Illumina is a global genomics company that develops next generation sequencing technology (NGS) which are a key input for early detection cancer tests that are able to screen for several cancers in asymptomatic patients. GRAIL is a customer of Illumina, using the NGS technology to develop its early detection cancer tests.
The transaction did not meet the EUMR’s jurisdictional thresholds but the Commission invited Member States to submit a referral request under Article 22 EUMR, despite the deal also not meeting the national merger control thresholds of the relevant Member States. Illumina subsequently appealed the Commission’s decision accepting the referral before the General Court but in its ruling of 13 July 2022 the Court dismissed the appeal and endorsed the Commission’s revised approach under Article 22 EUMR in respect of referrals that fall below the national thresholds (see our briefing here).

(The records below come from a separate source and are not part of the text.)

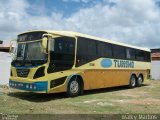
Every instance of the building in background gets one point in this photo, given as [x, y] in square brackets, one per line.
[155, 64]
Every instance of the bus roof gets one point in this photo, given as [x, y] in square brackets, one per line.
[76, 34]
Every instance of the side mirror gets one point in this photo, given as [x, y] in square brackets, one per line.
[10, 48]
[44, 44]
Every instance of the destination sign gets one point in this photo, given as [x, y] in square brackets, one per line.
[30, 36]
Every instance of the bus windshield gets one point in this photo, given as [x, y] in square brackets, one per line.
[30, 51]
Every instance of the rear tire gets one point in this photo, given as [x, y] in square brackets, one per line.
[74, 87]
[132, 82]
[139, 81]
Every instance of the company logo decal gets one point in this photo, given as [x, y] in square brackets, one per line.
[124, 63]
[106, 63]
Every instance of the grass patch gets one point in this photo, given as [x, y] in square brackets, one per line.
[119, 100]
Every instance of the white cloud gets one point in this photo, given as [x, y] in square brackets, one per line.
[131, 21]
[84, 1]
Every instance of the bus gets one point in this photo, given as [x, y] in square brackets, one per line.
[63, 61]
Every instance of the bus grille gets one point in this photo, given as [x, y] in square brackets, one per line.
[22, 72]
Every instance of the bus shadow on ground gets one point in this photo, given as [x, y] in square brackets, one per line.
[42, 97]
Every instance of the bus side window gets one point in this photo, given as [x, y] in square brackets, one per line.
[119, 52]
[139, 55]
[130, 53]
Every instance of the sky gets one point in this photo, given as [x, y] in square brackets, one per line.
[135, 22]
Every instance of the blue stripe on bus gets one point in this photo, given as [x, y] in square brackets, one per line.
[35, 86]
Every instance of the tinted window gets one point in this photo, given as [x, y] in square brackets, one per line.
[119, 52]
[91, 47]
[61, 54]
[147, 56]
[86, 51]
[62, 48]
[104, 49]
[139, 55]
[130, 53]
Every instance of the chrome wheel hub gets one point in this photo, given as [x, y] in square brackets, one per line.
[74, 86]
[140, 80]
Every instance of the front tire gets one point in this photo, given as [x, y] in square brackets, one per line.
[132, 82]
[73, 88]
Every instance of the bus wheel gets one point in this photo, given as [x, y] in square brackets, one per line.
[73, 89]
[132, 82]
[139, 81]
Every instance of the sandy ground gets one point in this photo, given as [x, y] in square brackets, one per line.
[5, 63]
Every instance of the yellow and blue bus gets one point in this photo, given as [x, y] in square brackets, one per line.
[63, 61]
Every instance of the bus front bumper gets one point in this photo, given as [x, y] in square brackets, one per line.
[41, 86]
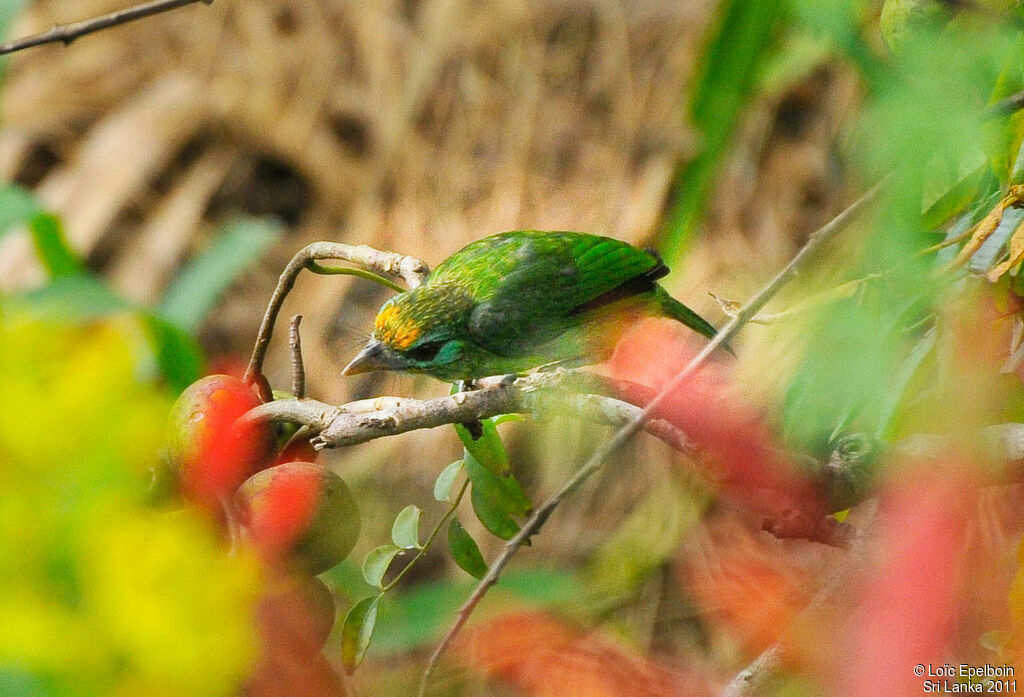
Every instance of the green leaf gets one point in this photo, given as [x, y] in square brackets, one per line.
[494, 519]
[200, 286]
[898, 386]
[442, 486]
[726, 77]
[488, 448]
[17, 207]
[178, 354]
[956, 197]
[56, 256]
[504, 492]
[76, 298]
[465, 552]
[406, 530]
[356, 632]
[376, 563]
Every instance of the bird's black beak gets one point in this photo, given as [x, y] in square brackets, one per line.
[374, 356]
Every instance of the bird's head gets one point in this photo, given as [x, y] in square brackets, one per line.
[418, 332]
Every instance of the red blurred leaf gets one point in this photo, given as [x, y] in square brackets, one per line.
[293, 621]
[909, 601]
[751, 583]
[741, 455]
[543, 656]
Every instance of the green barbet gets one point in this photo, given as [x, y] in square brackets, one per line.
[518, 300]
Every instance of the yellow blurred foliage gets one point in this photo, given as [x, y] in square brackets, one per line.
[100, 593]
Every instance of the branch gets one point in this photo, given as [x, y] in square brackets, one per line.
[298, 371]
[636, 423]
[68, 33]
[541, 394]
[412, 270]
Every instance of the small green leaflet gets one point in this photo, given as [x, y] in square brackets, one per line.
[356, 632]
[200, 286]
[488, 448]
[495, 520]
[376, 563]
[17, 207]
[442, 486]
[504, 492]
[52, 248]
[495, 498]
[465, 552]
[406, 530]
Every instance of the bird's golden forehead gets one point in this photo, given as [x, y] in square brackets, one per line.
[395, 329]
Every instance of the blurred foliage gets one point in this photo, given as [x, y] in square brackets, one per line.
[894, 337]
[103, 593]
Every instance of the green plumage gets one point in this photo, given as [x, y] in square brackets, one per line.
[516, 300]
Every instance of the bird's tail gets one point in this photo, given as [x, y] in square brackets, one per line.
[675, 309]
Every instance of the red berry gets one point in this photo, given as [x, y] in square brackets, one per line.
[211, 450]
[299, 512]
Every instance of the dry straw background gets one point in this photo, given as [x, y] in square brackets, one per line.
[410, 125]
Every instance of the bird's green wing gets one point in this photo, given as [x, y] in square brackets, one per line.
[530, 287]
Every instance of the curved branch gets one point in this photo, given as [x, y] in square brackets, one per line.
[414, 271]
[542, 394]
[67, 33]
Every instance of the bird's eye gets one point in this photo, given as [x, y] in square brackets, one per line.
[425, 351]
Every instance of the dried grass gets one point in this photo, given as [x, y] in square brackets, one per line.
[415, 126]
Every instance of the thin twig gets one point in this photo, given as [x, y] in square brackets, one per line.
[67, 33]
[414, 271]
[298, 371]
[631, 428]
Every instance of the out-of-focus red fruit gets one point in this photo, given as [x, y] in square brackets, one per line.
[211, 450]
[299, 512]
[294, 618]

The Commission’s prohibition decision
The Commission’s concerns focus on vertical input foreclosure relating to Illumina’s strong position in NGS technologies and concluded that the acquisition would both enable and incentivise Illumina to foreclose GRAIL’s competitors who are dependent on Illumina’s technology by refusing access to this essential input necessary to develop their own tests. This would allow Illumina to gain control of the early cancer-detection market.
The Commission found that GRAIL is currently engaged in an innovation race with a number of competitors to develop and commercialise these early cancer detection tests. Whereas Illumina’s current sales of NGS technology to GRAIL’s competitors only represent a small proportion of its sales and profits, the technology is expected to expand rapidly and become highly profitable. Illumina would therefore already have the incentive today to foreclose GRAIL’s competitors.

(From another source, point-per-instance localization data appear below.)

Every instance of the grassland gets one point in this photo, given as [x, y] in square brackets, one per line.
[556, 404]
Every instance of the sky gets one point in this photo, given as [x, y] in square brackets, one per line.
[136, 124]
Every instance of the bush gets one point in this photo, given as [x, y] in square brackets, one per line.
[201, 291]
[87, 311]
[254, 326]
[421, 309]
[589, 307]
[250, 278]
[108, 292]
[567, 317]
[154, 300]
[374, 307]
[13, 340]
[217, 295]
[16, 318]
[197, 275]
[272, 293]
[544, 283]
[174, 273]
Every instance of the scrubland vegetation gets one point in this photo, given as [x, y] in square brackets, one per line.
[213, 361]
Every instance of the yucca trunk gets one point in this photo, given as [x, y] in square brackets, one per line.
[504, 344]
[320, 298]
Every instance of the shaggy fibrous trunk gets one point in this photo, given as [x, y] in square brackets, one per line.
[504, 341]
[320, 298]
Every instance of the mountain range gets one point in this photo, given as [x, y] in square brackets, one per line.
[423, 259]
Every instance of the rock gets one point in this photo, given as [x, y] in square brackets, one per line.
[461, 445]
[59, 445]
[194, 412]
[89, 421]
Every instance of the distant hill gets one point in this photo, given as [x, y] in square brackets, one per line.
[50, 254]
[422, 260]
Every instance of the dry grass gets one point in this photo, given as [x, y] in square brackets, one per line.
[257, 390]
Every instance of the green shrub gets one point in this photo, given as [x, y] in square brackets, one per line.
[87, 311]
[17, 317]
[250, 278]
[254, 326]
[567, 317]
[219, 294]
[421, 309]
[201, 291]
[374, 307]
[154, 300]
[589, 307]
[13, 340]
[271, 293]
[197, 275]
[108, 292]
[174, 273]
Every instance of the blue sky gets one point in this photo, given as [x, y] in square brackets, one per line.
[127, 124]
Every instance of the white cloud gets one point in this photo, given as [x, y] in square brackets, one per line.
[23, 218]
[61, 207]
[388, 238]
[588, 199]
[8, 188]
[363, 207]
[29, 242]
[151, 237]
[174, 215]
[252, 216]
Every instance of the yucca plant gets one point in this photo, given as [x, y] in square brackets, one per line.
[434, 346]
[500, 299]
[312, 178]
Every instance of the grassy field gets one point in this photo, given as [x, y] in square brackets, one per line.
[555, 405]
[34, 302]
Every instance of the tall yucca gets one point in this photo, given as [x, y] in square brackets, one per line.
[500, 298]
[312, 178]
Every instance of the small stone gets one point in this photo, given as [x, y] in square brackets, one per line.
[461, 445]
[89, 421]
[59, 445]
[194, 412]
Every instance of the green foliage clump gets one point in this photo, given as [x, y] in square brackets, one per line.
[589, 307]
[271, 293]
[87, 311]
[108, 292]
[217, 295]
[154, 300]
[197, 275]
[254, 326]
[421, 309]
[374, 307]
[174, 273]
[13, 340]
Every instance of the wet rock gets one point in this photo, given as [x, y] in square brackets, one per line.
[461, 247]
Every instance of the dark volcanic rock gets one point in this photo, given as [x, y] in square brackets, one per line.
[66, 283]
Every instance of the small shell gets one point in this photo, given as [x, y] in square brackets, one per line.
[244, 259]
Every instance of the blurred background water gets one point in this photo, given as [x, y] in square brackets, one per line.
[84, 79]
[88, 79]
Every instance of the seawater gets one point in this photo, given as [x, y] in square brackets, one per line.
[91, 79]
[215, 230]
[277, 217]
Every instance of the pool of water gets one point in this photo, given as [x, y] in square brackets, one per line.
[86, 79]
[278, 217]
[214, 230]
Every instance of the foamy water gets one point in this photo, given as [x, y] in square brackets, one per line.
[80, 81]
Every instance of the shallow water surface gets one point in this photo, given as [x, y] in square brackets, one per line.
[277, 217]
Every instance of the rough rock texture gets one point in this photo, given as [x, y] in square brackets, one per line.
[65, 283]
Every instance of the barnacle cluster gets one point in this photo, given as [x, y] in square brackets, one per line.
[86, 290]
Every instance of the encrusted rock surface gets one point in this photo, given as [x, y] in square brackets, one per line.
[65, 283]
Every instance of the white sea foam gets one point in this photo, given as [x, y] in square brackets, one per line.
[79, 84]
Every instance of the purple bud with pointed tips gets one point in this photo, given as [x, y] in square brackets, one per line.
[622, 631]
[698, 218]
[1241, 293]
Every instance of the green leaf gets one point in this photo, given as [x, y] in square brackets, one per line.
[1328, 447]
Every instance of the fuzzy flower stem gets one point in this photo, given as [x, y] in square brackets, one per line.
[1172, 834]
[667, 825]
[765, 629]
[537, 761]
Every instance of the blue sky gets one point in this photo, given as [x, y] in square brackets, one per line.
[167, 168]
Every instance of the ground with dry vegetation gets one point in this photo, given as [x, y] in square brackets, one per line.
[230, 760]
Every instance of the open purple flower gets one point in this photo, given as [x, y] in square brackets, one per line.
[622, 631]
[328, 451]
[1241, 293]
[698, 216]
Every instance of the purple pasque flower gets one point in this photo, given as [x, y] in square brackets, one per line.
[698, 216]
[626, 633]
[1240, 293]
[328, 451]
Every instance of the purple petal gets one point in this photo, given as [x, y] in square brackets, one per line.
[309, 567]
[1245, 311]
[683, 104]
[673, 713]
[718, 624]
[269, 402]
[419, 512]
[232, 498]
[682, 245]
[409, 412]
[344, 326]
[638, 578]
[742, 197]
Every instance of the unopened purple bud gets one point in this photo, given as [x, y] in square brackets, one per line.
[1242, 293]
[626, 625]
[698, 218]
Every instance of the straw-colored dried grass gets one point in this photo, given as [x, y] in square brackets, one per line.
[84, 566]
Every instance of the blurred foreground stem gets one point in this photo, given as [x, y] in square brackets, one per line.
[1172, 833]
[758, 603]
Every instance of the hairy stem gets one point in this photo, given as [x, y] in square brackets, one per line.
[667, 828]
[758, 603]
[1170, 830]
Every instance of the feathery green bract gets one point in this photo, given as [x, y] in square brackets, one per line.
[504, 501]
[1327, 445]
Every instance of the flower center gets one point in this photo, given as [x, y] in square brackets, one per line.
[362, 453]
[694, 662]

Illumina offered remedies, including a licence to some of its patents to other NGS suppliers, but the Commission concluded this would only have had a limited impact as the patents concerned were due to expire in the short term and its competitors would need many more patents in order to develop a viable competing NGS system. Illumina also offered a commitment to supply GRAIL’s competitors under the terms and conditions set out in a standard contract. This was again seen as unlikely to be effective in practice as Illumina could always offer less technical support to GRAIL’s competitors or grant preferential treatment to GRAIL, making it harder for other companies to compete. Following detailed market testing the Commission concluded that the remedies offered by Illumina were not sufficient to address the competition concerns resulting from the transaction.
The FTC’s case in the US
In contrast to the Commission’s prohibition decision, the US Federal Trade Commission administrative court (the FTC’s in-house court) last week issued a decision supporting Illumina’s acquisition of GRAIL, rejecting the FTC’s conclusion that the transaction would adversely affect the market for NGS-based cancer tests. The court held that the FTC had not been able to demonstrate that GRAIL’s competitors were in a position to launch competing tests either immediately or in the near future.
The FTC has indicated that it will appeal the decision. Illumina also made it clear it will be appealing the Commission’s decision, and it will therefore be some time until we see a final decision in this case.

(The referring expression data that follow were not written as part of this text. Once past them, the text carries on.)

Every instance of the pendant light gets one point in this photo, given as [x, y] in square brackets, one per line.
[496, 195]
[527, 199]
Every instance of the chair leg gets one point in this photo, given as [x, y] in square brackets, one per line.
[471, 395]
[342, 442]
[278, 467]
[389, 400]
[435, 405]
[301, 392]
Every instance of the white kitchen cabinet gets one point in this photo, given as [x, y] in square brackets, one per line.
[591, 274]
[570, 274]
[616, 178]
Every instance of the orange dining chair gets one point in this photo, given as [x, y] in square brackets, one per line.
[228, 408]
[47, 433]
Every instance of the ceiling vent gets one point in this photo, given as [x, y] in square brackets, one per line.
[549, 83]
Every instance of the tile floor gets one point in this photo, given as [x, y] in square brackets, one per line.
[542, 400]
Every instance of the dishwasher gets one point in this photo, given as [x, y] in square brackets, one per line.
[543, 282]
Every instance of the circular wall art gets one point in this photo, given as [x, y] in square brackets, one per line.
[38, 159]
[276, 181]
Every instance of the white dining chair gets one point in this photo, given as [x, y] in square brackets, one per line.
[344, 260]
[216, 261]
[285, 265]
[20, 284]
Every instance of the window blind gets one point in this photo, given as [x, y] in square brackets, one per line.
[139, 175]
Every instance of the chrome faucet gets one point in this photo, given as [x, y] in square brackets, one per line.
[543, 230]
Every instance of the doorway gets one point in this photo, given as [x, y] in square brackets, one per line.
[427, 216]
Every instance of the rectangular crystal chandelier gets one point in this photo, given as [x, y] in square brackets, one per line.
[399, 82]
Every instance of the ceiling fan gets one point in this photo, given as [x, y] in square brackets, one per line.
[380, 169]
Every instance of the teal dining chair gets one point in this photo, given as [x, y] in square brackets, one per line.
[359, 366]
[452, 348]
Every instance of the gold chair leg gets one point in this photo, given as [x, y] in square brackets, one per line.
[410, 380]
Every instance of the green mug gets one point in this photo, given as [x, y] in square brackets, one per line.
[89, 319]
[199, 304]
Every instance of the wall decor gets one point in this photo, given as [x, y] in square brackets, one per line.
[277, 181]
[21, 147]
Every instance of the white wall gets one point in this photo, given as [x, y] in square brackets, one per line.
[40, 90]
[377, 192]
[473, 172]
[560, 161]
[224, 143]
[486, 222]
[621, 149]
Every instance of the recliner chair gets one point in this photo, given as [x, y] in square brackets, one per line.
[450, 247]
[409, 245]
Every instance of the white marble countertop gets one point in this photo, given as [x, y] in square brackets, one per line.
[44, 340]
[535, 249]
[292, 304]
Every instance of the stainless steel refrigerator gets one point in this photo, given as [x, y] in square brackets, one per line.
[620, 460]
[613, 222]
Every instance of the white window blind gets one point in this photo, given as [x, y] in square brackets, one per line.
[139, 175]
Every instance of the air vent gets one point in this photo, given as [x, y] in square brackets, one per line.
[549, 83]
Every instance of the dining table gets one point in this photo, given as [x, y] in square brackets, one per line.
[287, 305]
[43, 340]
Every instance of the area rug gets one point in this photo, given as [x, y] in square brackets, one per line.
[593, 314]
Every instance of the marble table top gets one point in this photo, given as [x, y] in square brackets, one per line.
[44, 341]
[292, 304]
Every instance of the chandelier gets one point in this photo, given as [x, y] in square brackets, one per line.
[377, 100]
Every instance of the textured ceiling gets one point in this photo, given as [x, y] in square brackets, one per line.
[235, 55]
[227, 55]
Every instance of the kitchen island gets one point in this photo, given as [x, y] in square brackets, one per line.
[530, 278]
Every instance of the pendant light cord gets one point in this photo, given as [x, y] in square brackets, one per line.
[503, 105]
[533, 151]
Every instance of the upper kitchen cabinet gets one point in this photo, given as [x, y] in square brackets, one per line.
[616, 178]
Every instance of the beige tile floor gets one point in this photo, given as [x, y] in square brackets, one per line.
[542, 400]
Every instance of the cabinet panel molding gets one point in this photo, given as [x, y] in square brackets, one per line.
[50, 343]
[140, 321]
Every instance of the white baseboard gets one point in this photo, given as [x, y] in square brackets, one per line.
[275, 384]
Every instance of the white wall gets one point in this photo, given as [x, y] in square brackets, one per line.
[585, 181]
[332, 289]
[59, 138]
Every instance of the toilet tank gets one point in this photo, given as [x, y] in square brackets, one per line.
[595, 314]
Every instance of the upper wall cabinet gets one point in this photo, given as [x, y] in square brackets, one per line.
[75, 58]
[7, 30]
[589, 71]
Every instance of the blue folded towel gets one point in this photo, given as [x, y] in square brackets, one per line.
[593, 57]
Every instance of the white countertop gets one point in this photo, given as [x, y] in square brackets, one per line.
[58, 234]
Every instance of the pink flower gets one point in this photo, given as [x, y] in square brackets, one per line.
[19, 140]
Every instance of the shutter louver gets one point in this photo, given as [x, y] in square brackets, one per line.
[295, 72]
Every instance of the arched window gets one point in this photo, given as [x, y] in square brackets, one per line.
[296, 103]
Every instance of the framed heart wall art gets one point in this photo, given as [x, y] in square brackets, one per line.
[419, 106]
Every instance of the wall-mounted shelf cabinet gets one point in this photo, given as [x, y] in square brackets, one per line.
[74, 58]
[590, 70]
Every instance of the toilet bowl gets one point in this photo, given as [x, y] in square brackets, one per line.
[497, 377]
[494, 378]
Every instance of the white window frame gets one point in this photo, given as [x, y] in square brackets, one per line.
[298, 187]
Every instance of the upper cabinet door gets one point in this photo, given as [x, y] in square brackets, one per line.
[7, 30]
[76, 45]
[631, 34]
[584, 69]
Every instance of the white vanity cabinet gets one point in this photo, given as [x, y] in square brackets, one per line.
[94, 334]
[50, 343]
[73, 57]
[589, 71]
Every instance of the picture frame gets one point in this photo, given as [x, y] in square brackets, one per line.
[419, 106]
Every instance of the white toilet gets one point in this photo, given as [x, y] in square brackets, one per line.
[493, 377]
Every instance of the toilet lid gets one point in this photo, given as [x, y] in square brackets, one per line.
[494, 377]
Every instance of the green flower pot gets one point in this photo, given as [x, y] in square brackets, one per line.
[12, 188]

The Commission’s gun jumping investigation
A further Commission investigation against Illumina is ongoing, relating to its breach of the standstill obligation under the EUMR following its announcement in August 2021 that it had completed the acquisition of GRAIL. Although Illumina committed to maintain GRAIL as a separate entity during the Commission’s assessment of the transaction, this is likely to amount to a breach of Article 7 of the EUMR under which a concentration cannot be implemented until it has been declared compatible with the internal market. In July 2022 the Commission issued a statement of objections alleging that Illumina and GRAIL breached the standstill obligation by implementing the acquisition while the Commission’s detailed investigation was ongoing. This is seen as a serious breach under the EUMR and the Commission could ultimately impose fines of up to 10% of the parties’ worldwide turnover.